Construction giant Julius Berger Nigeria Plc said its after-tax profit for full-year 2020 fell to N1.357 billion, an 84.5 per cent fall from the figure posted in the same period of 1999, as the pandemic outbreak upset operations and shrank earnings, setting in motion its weakest profit in four years.
Revenue was down by 9 per cent, sliding from N264.557 billion to N242.458 billion, its unaudited earnings report published by the Nigerian Stock Exchange (NSE) on Wednesday showed.
Cost of sales, much as declining by 3.62 per cent to N198.844 billion, consumed more than 82 per cent of revenue, substantially paring down the earnings of the firm that operates in a sector known for heavy production expenditure.

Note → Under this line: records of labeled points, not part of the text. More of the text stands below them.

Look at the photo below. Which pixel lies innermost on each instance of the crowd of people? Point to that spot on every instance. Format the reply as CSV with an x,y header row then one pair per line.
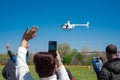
x,y
49,67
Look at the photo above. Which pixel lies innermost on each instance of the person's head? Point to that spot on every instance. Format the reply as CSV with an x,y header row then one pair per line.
x,y
111,51
45,64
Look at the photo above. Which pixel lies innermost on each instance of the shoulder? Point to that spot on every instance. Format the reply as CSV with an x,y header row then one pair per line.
x,y
104,74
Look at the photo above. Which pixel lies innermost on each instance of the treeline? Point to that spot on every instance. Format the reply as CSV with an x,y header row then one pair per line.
x,y
69,56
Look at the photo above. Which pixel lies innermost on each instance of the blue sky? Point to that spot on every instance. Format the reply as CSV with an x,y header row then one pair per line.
x,y
49,15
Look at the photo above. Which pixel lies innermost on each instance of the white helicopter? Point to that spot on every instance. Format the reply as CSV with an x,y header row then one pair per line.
x,y
68,26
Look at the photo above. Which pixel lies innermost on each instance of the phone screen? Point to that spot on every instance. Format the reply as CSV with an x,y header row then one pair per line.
x,y
52,45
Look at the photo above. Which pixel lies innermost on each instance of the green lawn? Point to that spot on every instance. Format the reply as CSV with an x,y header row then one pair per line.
x,y
79,72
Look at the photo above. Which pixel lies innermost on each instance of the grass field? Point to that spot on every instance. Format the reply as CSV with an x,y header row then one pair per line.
x,y
79,72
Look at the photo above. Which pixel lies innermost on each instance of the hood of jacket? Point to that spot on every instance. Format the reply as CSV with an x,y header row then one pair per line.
x,y
113,65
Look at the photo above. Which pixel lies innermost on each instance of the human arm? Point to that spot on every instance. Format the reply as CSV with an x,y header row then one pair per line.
x,y
22,70
9,52
62,73
104,74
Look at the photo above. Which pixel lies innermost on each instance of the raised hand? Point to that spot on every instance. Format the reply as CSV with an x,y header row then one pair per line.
x,y
29,34
8,46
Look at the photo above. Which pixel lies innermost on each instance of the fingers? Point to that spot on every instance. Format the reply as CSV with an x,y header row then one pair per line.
x,y
33,30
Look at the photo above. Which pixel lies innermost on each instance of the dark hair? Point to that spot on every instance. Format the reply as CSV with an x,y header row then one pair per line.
x,y
44,64
111,49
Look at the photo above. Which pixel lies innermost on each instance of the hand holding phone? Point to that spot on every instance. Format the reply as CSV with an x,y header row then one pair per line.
x,y
52,48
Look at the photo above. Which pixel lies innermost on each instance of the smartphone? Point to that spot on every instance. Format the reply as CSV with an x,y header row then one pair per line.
x,y
52,47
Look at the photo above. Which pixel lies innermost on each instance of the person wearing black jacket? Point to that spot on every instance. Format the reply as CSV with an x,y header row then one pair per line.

Pre-tax profit stood at N4.123 billion, 72 per cent weaker than the N14.685 billion reported for 2019.
Profit after tax plunged from N10.304 billion to N1.357 billion, well below a three-year pre-pandemic average of N5.793 billion.

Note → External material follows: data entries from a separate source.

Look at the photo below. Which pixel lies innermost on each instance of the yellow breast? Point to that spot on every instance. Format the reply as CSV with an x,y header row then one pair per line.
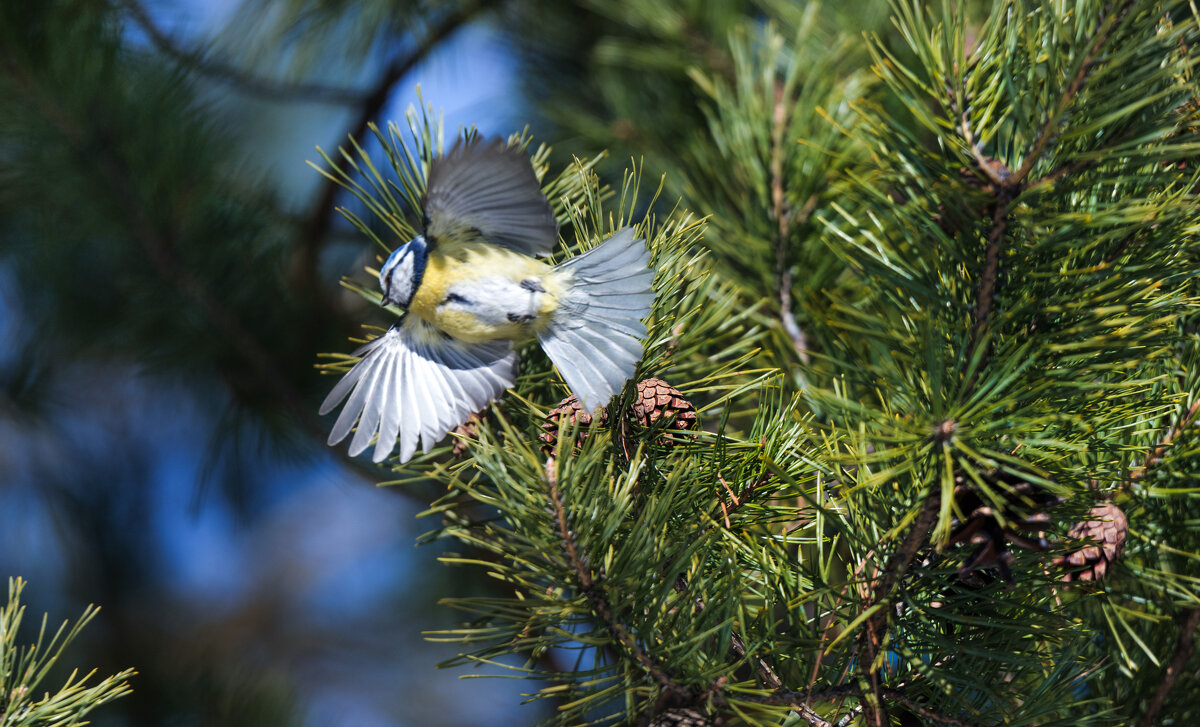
x,y
469,289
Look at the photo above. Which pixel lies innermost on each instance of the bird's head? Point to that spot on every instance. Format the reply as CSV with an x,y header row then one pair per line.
x,y
402,272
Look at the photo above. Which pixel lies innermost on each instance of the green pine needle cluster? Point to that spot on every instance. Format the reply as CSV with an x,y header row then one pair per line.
x,y
24,668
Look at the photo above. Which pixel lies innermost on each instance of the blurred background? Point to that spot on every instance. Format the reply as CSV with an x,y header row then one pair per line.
x,y
168,275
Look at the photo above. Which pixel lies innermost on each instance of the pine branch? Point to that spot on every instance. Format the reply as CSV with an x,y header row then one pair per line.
x,y
595,596
1183,648
928,714
238,78
874,709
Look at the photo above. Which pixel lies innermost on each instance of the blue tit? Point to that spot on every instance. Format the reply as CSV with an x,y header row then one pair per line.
x,y
471,287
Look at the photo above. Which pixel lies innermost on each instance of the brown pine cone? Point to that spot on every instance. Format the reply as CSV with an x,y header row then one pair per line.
x,y
681,718
468,428
981,527
567,414
658,401
1107,529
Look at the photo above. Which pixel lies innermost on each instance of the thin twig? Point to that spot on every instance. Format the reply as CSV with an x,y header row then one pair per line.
x,y
1077,83
874,709
1183,648
783,220
312,236
989,276
595,596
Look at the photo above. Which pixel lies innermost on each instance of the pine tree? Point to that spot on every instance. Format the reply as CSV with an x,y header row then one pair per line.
x,y
23,668
946,472
915,437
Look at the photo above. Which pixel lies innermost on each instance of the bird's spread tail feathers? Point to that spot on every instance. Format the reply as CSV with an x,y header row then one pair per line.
x,y
595,335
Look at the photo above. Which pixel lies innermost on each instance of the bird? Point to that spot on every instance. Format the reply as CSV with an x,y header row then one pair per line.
x,y
469,287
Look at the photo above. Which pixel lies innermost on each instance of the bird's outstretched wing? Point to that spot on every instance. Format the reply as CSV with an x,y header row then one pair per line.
x,y
417,384
491,187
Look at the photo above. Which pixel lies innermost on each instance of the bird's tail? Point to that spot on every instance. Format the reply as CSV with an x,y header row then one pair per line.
x,y
595,335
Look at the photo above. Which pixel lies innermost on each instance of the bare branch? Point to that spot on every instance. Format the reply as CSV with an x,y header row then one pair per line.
x,y
783,220
595,596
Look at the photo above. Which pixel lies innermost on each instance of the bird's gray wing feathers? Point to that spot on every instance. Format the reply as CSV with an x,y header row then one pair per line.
x,y
415,384
491,187
595,336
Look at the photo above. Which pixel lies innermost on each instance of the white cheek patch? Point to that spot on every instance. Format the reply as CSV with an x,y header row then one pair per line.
x,y
493,301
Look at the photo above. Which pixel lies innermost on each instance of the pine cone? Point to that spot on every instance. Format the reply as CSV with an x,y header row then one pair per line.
x,y
658,401
467,428
1107,529
567,413
981,527
682,718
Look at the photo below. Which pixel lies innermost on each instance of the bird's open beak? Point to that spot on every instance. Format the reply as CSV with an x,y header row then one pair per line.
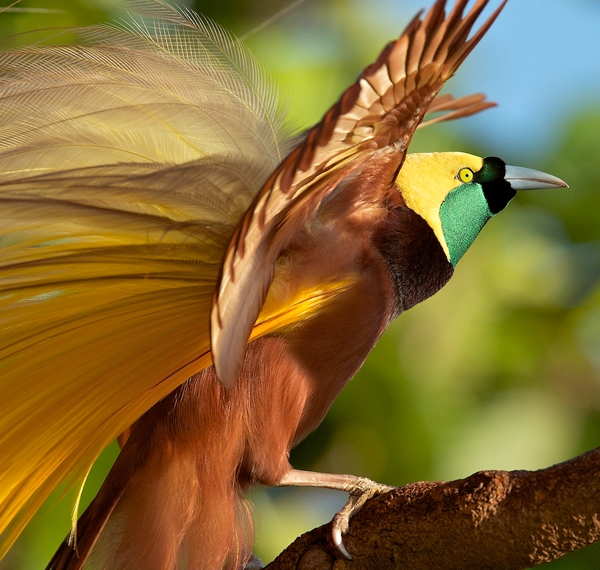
x,y
528,179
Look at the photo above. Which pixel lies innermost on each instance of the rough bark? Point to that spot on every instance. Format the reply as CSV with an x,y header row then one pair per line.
x,y
493,519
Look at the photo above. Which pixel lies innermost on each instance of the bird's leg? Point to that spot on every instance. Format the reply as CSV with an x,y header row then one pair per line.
x,y
361,490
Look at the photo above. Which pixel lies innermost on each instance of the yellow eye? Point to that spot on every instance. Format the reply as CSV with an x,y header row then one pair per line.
x,y
465,175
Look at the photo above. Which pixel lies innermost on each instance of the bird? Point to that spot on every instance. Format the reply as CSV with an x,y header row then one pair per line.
x,y
181,272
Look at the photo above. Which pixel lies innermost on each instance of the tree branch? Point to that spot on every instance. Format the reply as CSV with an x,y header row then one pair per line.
x,y
499,520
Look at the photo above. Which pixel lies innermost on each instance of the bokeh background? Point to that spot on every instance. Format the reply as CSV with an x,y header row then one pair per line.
x,y
500,370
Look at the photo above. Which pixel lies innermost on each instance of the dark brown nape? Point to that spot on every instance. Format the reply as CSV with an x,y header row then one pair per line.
x,y
417,263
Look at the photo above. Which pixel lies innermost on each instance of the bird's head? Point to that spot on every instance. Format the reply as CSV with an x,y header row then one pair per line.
x,y
457,193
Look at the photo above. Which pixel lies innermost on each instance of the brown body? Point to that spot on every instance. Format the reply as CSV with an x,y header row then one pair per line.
x,y
330,213
188,460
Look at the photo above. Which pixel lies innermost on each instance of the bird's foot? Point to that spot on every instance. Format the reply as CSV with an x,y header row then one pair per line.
x,y
254,563
361,490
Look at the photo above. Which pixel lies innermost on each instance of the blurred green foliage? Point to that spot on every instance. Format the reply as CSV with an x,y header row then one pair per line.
x,y
500,370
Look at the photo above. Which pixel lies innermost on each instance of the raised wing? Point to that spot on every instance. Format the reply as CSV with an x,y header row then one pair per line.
x,y
375,117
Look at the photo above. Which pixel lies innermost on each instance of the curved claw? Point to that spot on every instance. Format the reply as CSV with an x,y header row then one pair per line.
x,y
360,489
364,490
336,535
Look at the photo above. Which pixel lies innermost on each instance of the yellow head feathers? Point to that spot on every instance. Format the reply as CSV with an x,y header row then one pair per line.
x,y
425,180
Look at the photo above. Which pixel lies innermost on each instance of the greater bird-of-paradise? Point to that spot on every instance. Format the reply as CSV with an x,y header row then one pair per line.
x,y
177,270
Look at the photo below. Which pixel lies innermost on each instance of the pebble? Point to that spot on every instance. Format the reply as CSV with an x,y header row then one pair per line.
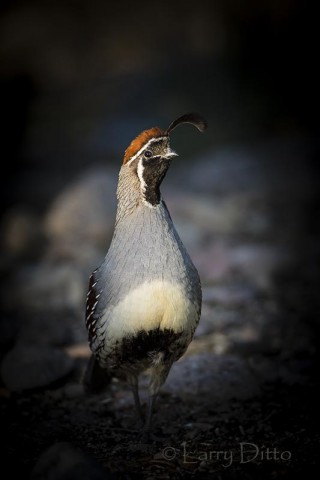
x,y
212,378
63,461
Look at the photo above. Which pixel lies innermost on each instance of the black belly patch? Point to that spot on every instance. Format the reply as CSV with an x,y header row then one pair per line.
x,y
139,347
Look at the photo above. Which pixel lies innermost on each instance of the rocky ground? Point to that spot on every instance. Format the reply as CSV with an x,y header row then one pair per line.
x,y
243,401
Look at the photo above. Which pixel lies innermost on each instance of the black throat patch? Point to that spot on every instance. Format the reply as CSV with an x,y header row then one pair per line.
x,y
154,171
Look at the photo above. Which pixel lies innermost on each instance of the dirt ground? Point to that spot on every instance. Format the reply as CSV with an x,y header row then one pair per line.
x,y
242,402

Julius Berger declared in April it was cutting its dividend for FY2019 to N2 per share from a previously announced N2.75 after board evaluation of the potential weight of the coronavirus crisis on business in the short term.

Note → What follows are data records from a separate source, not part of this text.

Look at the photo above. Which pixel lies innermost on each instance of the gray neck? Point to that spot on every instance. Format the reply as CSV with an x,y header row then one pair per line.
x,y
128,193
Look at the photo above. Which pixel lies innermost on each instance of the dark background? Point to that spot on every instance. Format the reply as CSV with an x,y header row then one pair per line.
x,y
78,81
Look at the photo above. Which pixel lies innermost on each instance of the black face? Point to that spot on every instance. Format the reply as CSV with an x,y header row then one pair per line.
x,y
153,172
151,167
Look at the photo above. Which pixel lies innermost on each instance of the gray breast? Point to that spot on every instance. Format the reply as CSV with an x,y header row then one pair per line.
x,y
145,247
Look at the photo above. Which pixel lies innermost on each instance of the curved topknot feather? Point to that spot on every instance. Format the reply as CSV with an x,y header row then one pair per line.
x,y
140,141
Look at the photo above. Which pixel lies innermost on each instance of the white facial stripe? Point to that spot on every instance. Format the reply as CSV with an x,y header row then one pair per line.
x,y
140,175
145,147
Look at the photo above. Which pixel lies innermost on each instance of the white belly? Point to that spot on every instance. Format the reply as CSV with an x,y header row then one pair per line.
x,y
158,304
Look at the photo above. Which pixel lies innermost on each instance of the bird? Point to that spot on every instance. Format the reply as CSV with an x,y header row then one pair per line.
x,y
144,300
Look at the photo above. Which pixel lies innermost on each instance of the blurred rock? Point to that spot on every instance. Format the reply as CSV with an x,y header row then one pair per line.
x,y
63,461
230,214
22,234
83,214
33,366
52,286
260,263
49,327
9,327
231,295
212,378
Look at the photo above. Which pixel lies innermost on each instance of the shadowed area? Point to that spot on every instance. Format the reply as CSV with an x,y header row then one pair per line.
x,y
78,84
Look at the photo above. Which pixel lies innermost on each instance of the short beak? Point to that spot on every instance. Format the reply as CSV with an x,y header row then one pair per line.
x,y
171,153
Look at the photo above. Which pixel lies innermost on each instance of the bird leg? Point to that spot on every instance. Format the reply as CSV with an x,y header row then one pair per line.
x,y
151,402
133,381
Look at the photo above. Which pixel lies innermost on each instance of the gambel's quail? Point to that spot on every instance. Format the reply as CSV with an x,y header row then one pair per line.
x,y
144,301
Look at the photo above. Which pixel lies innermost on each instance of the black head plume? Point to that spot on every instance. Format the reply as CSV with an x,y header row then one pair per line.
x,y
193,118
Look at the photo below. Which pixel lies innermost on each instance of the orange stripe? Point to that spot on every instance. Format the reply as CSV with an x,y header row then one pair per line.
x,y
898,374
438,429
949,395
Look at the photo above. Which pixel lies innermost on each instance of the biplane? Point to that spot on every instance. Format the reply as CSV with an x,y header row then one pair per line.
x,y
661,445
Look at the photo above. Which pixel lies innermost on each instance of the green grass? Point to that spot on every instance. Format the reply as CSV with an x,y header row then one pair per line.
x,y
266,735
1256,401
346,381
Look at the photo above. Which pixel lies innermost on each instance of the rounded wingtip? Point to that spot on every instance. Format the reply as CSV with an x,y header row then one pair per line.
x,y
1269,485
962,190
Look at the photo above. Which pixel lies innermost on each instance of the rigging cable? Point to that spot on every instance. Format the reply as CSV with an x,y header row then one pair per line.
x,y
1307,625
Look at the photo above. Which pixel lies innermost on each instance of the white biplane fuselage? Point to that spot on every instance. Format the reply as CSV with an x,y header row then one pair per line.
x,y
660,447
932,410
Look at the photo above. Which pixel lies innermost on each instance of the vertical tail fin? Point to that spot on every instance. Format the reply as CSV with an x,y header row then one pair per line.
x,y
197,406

As a buffer against hard times, Julius Berger said in September it would branch out into agro-processing, venturing into a subsector starkly different from its primary construction business in a move the board remarked had been informed by “the emerging developments, political, economical and structural in Nigeria and the resultant reforms by the governments.”
“The Board of Directors and the Executive Management strongly believes that this diversification direction will strongly support the continued success of the Group in the future and will align with the strategic objective of the Government to stimulate value creation in Nigeria,” the company said in its annual report to the NSE.
Underscoring the importance of the Nigerian market, the firm generated N237 billion from Nigeria and only about N5 billion from Europe and Asia, bringing its total revenue for the year to N242 billion.
Earnings per share (basic) for the review period contracted by 40.1 per cent, moving from N8 to N4.79. Its price-to-earnings ratio stands at 8.42 at 07:57 am on Thursday.
Shareholders’ fund grew marginally by 4.5 per cent to N45.285 billion from N43.337 billion.
Billionaire mogul Mike Adenuga wields the hugest stake of 19.87 per cent through Goldstone Estates Limited, ramping up its holding to nearly one-fifth of the company’s issued shares after acquiring 9 per cent stake from Germany’s Bilfinger Berger in 2014.
Julius Berger first set foot in Nigeria in 1965 after it won a deal to build Lagos’s Eko Bridge for N31.2 million, giving it the impetus needed to gain traction in the Nigerian market. It attained incorporation status in 1970.
Shares in the company closed trade in Lagos on Thursday at N22.65 per unit, up by 9.95%.